В России я могла бы пойти в аспирантуру в Сколтехе, там стипендия почти 75 тыс. и хорошая лаборатория. Но там можно было просто изучать процесс старения, я же хотела разрабатывать методики для его преодоления и проводить эксперименты. Еще был вариант остаться в лаборатории МГУ, но стипендия там всего 15 тыс. и не самые крутые общежития.

У меня много друзей-физиков, которые начинали развиваться в самых разных научных областях, но со временем большинство стало заниматься квантовыми компьютерами, потому что российский квантовый центр, лаборатории в МФТИ и МИСиСе имеют деньги. Возможно, им это не так интересно, но за это платят. Если ты хочешь заниматься чем‑то редким, то в России будет сложно найти подходящую лабораторию, и еще сложнее — место, где за это будут платить.

Аспирантура в США

Я второй год учусь в аспирантуре. Занятия тут очень сильные: курс по генетике вел нобелевский лауреат, лекции читали профессора, которые создали технологию редактирования генома. В институте есть ассистенты по патентам и маркетингу, которые помогают коммерциализировать свой проект. Здесь действуют на перспективу: если студенты смогут что‑то создать, то в будущем это принесет институту хорошие деньги.

В Штатах PhD-студенты считаются бедными, окружающие смотрят на нас и говорят: «О, ты будешь учиться до 30 лет и получать такую маленькую зарплату». С вычетом налогов стипендия составляет 2600 долларов. Бостон — дорогой город: съемная однокомнатная квартира обойдется в 2000 долларов, комната в кампусе — 1300. Но я могу снимать жилье и ездить на отдых раз в полгода. Одна из проблем — большая конкуренция. Ты соревнуешься со всеми: на постдоках мест меньше, чем количество PhD-студентов. А еще сложно совмещать семью и работу: не получится уйти на два года в декрет, как в России, — только на несколько месяцев.

Сейчас я работаю в двух лабораториях. В одной мы с коллегами исследуем, как изменяется активность генов при старении. В другой изучаем старение костного мозга. Если омолодить стволовые клетки костного мозга, то они омолодят всю кровь и иммунную систему. Мы планируем сделать это с помощью изменения генома: будем менять много генов и смотреть, как это влияет на омоложение. А когда найдем подходящий, то начнем изучать эту терапию на мышах. Возможно, когда‑то это дойдет до клинических испытаний.

Многие из бывших одногруппников говорили, что останутся в МФТИ и будут поднимать российскую науку с колен.

Мне кажется, в век глобализации ты должен принести обществу как можно больше пользы. Если хочешь развивать науку, лучше пойти туда, где можно заниматься ей качественно.

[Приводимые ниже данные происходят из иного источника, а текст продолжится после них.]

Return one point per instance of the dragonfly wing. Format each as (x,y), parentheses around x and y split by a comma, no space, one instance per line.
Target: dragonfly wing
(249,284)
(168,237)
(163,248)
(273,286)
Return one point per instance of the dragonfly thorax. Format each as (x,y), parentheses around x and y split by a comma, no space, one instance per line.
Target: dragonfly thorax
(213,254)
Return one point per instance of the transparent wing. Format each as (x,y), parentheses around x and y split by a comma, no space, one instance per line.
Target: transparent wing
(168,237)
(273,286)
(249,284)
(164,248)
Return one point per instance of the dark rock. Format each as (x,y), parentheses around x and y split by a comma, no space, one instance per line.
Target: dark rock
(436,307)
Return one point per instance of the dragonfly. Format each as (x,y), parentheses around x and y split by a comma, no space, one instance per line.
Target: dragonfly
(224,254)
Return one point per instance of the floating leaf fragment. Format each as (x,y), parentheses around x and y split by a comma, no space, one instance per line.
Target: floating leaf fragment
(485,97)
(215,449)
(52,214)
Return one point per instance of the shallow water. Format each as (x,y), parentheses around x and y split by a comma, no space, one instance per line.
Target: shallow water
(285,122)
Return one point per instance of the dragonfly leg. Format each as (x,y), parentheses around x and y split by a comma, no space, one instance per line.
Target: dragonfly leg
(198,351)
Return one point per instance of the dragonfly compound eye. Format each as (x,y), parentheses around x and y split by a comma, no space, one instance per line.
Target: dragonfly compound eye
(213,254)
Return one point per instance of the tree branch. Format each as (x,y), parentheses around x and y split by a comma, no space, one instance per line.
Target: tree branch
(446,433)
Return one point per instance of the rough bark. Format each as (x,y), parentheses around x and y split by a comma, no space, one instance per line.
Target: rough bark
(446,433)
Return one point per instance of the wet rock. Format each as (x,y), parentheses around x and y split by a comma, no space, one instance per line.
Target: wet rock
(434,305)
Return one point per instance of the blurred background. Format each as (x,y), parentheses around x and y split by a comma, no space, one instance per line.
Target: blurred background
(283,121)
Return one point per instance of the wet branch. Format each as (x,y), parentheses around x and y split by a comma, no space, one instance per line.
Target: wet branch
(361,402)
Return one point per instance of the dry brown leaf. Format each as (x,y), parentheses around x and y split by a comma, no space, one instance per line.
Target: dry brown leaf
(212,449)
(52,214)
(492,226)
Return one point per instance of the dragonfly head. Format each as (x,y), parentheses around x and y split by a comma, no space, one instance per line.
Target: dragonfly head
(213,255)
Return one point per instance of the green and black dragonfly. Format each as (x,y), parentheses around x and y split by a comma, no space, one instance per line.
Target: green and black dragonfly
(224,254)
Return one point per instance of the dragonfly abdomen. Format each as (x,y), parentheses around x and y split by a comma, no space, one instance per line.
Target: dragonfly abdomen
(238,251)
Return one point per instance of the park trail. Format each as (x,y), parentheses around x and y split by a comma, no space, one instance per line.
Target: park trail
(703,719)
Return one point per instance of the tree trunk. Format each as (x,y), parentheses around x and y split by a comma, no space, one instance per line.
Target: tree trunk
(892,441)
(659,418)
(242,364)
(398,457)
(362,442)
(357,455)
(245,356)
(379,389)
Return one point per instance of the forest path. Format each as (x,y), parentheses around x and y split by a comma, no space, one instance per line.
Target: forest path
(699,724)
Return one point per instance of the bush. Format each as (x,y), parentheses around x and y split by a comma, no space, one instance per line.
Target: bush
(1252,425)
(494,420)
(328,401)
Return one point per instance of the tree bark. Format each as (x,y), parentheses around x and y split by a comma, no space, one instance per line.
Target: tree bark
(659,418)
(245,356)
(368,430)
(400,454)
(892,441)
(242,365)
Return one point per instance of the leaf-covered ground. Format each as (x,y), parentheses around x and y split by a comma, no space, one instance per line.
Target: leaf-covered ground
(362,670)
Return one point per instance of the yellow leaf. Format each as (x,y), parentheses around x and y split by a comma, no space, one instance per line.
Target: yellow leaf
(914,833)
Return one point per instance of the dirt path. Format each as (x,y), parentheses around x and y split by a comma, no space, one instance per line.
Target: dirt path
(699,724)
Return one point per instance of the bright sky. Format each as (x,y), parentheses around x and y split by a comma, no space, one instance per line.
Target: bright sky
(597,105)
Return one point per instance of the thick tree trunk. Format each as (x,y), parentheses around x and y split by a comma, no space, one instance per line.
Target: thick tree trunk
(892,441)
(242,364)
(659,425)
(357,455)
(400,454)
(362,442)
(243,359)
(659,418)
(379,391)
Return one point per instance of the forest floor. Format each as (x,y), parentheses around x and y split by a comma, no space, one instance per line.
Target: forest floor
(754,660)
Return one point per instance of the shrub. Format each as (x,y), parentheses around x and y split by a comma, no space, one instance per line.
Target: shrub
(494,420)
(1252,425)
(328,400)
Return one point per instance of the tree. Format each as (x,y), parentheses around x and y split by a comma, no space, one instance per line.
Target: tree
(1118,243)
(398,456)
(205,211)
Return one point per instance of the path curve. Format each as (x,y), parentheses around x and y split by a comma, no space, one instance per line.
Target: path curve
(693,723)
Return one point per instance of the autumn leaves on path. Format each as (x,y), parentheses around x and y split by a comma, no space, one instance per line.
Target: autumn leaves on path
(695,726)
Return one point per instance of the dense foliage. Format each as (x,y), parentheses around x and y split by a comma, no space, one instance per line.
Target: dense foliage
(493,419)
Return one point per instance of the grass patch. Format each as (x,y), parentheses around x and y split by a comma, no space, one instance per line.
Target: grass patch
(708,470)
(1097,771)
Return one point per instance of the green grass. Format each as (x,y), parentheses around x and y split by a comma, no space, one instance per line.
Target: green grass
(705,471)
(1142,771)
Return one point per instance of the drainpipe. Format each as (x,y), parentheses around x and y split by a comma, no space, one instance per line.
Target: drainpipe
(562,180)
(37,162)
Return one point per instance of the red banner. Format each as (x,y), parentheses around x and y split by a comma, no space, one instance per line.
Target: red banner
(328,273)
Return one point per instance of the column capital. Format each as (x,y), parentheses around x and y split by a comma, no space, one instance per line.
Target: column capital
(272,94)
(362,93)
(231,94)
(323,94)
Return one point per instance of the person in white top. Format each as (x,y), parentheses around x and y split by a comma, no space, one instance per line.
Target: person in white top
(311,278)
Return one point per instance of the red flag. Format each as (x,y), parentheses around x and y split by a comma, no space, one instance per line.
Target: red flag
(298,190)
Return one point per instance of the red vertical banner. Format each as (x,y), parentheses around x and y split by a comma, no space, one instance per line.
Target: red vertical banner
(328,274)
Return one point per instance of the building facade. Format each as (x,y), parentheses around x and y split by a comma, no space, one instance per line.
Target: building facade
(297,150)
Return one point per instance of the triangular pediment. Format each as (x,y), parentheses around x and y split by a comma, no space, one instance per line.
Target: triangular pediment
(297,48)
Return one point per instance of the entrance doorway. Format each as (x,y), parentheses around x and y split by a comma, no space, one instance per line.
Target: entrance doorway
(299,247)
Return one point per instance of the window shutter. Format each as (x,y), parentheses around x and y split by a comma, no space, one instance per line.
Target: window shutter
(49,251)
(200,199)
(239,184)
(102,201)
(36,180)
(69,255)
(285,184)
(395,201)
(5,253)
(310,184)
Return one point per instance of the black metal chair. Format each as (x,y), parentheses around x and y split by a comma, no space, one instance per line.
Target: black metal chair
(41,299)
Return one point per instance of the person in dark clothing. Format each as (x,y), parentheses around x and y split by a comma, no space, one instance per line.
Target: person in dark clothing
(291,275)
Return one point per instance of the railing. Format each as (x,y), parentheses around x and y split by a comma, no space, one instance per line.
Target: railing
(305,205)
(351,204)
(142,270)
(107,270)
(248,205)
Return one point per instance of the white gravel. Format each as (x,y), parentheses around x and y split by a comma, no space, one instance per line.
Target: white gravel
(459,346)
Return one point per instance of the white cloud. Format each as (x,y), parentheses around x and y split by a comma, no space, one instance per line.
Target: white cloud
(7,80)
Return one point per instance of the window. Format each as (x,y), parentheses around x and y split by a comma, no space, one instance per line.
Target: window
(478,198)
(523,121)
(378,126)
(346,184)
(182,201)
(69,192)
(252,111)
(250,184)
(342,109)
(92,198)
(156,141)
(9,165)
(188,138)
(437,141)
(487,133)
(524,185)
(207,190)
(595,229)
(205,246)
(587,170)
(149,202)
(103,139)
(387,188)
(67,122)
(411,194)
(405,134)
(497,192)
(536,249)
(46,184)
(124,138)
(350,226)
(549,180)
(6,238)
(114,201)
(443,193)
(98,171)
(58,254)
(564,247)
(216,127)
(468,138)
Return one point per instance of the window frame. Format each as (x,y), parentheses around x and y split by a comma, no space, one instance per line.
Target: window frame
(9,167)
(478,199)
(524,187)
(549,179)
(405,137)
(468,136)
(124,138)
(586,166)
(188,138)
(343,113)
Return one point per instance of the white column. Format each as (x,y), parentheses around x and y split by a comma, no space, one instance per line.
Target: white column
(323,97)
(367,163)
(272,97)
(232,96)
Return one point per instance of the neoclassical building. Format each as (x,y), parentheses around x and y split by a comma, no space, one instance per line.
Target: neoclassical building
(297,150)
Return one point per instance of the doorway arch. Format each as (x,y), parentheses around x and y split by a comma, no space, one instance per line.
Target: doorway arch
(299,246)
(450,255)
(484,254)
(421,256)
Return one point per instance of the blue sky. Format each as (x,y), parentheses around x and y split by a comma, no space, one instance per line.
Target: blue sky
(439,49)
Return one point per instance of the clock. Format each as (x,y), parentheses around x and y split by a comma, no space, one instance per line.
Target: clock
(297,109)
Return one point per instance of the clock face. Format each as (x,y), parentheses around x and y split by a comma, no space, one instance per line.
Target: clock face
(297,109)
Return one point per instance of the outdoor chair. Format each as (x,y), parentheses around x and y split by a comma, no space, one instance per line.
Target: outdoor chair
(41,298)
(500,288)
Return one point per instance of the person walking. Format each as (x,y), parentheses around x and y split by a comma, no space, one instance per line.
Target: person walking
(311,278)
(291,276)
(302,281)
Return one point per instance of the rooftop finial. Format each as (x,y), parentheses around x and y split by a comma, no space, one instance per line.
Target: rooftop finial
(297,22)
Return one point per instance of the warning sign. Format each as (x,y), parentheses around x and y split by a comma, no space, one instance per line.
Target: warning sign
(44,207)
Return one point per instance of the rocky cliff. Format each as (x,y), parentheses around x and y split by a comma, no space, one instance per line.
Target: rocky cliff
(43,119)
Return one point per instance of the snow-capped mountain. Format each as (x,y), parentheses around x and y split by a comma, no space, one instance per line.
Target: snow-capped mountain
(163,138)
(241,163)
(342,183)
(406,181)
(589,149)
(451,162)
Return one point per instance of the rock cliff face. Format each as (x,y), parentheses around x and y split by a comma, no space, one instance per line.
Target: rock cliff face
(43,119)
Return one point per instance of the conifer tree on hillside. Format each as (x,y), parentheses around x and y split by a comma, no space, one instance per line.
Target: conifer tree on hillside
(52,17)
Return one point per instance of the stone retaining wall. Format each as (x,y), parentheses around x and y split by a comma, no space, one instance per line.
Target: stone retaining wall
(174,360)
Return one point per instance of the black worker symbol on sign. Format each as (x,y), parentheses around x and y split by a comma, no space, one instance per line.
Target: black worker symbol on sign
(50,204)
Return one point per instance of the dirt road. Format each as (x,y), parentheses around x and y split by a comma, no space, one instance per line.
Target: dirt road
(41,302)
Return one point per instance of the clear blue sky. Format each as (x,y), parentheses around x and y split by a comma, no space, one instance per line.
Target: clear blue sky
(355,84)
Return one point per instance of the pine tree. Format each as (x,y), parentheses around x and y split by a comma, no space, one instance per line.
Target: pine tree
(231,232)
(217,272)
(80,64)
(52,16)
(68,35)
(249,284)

Для человека, пытающегося побороть старение, самое главное — время. Нет смысла терять его, чтобы изобретать инфраструктуру для научного прогресса в России. Мой мозг принадлежит всей планете: если я что‑то открою, придумаю терапию, то она будет полезна для всех. Я бы вернулась, если бы условия для науки в России были как в Бостоне. Но я сомневаюсь, что в ближайшие 20 лет там появится что‑то похожее.